Dicen que cuando Guus Hiddink se hizo cargo de la selección rusa, el equipo era como un barco con las mamparas podridas. A punto de hundirse. Dos años después, se ha clasificado para las semifinales de un gran torneo por primera vez en su historia.
Al principio, nada parecía tener sentido. Lo primero que hizo Hiddink cuando lo nombraron seleccionador de Rusia, en 2006, fue concentrar al equipo en el hotel Burj Al Arab, un alojamiento de siete estrellas con la fama de ser el más lujoso del mundo, punto de tránsito indispensable de la farándula a su paso por el golfo Pérsico. Para reforzar su cuerpo técnico nombró a Joop Albeda a cargo de la preparación física. Albeda, técnico de voleibol, había sido el jefe de la delegación holandesa en los Juegos de Sidney, y gozaba de la máxima reputación en su país por su método científico. Acostumbrado a la austeridad de los deportes olímpicos, Albeda se quedó perplejo ante el derroche que rodeaba al fútbol. Al principio, no comprendió la actitud de Hiddink. El hombre parecía ignorar la deriva de decadencia que carcomía a la selección.
En Dubái, Hiddink actuaba como si la cosa no fuera con él. Se pasaba las tardes tomando cafés en el lobby, o con cualquiera que pasara por allí. Mientras tanto, los futbolistas se desperdigaban cada uno por su lado. El ambiente era el menos indicado para trabajar. Las prostitutas deambulaban por la concentración con más libertad que los entrenadores. A lo largo de la semana que duró el viaje, Albeda no pudo encontrar 10 minutos para discutir la planificación. Hiddink le pedía paciencia. Pero él perdió los nervios. Albelda regresó al voleibol. Hace unos días, atendió el teléfono y recordó su experiencia con Hiddink con gran cariño. “Lo primero que hizo Guus es leer”, dijo. “Lo hace siempre que va a trabajar al extranjero. Él leía muchísimos libros sobre Rusia porque quería comprender porqué la gente reaccionaba como lo hacía. Pensaba que solo así podría ayudarlos. Nunca me había encontrado a alguien tan paciente. Normalmente, cuando estás al mando de un equipo lo quieres cambiar todo rápidamente. Él supo esperar y reconocer el momento exacto para cambiar las cosas y ajustar al equipo a sus valores. Fue paciente con los veteranos que lideraban a Rusia, a pesar de saber que no tenían ninguna perspectiva de adaptarse a su modo de trabajar.
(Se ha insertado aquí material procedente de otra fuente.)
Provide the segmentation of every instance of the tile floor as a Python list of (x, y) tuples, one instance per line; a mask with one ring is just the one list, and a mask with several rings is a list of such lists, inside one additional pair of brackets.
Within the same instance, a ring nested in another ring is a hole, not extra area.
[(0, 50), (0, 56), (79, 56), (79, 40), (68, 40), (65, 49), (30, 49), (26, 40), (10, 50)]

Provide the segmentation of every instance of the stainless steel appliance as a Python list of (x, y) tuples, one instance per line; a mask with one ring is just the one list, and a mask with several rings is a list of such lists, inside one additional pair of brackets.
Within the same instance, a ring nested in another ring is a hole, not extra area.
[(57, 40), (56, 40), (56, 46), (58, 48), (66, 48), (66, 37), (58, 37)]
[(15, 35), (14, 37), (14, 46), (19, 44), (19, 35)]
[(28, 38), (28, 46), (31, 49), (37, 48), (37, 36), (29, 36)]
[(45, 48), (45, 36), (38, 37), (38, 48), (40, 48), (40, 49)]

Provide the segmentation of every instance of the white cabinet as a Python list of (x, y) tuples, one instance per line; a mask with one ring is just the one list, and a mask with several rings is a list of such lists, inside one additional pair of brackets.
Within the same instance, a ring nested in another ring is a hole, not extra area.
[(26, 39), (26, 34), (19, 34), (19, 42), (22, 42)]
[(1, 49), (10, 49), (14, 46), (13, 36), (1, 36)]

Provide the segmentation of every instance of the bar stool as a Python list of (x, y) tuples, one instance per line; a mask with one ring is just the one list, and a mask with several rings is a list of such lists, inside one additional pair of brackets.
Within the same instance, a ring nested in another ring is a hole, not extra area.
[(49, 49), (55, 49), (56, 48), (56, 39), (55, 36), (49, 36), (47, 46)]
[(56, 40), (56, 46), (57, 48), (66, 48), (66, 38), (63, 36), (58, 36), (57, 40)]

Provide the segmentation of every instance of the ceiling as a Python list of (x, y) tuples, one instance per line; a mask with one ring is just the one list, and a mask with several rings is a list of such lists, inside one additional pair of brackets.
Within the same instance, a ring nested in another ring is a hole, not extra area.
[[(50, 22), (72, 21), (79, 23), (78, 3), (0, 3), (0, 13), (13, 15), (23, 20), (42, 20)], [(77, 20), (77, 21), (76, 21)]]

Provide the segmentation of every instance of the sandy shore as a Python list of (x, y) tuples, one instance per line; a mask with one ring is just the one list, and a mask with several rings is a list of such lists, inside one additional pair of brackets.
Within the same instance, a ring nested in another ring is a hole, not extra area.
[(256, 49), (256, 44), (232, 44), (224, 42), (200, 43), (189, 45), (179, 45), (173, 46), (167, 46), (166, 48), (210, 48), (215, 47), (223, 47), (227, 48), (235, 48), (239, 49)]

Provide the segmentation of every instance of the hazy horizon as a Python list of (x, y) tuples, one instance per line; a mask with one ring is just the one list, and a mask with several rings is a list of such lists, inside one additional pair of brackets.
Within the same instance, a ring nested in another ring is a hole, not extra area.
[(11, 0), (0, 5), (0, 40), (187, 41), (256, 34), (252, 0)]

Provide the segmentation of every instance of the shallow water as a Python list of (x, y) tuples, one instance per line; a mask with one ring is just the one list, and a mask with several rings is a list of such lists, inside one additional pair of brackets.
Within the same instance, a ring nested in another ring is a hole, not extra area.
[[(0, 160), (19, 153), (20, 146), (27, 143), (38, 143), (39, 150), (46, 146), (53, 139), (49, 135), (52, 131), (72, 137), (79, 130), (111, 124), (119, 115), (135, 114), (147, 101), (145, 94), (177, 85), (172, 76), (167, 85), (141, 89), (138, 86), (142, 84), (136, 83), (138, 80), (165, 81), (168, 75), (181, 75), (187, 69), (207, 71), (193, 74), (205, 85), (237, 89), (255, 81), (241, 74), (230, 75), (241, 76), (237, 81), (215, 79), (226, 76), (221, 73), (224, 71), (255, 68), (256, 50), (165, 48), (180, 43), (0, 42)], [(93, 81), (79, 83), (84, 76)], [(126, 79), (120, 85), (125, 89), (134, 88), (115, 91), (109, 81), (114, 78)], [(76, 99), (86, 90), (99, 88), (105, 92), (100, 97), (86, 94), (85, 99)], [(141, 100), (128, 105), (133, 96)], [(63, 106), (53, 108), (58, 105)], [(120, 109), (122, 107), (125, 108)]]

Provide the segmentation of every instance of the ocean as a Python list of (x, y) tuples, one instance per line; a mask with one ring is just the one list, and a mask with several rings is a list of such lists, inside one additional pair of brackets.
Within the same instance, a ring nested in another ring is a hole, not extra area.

Viktor Onopko, el director deportivo de la federación rusa, admite un cambio radical. “Hiddink es el primer entrenador que ha hablado con los jugadores. Los escucha y a la hora de imponer reglas intenta que sean ellos los que se autorregulen. Antes, los técnicos mandaban. Nada más.”
Vicente del Bosque coincidió con Hiddink cuando el holandés dirigió al Madrid. Su recuerdo es el de un hombre extraño para lo que se estila en el fútbol. “Hiddink ha sido una de las mejores personas que pasaron por el vestuario del Madrid”, aseguró. “Nunca he visto a un técnico con esa capacidad de ejecución”, insistió Albeda.
“Hiddink es bueno en establecer una dirección, en conectar a la gente, y, sobre todo, en ejecutar el plan. Siempre consigue lo que quiere.” Los jugadores de Corea del Sur lo saben bien. Durante el mundial de 2002, Hiddink le pidió al presidente Kim Dae Jung que permitiera a sus jugadores pasar por alto una de las cuatro obligaciones que impone la constitución a sus ciudadanos: 24 meses de servicio militar.
Dae Jung se negó. Pero el seleccionador no se dio por vencido. Esperó al partido contra Italia y, mientras sus jugadores calentaban en el campo, se dirigió al palco y volvió a rogarle a Dae Jung una concesión extraordinaria. El presidente cedió y Hiddink lo anunció en el vestuario. Cuando su equipo estaba a punto de saltar al campo, los reunió y les puso sobre aviso. “No haréis el servicio militar.” A las dos horas, Italia estaba fuera de la copa del mundo y Corea alcanzó las semifinales.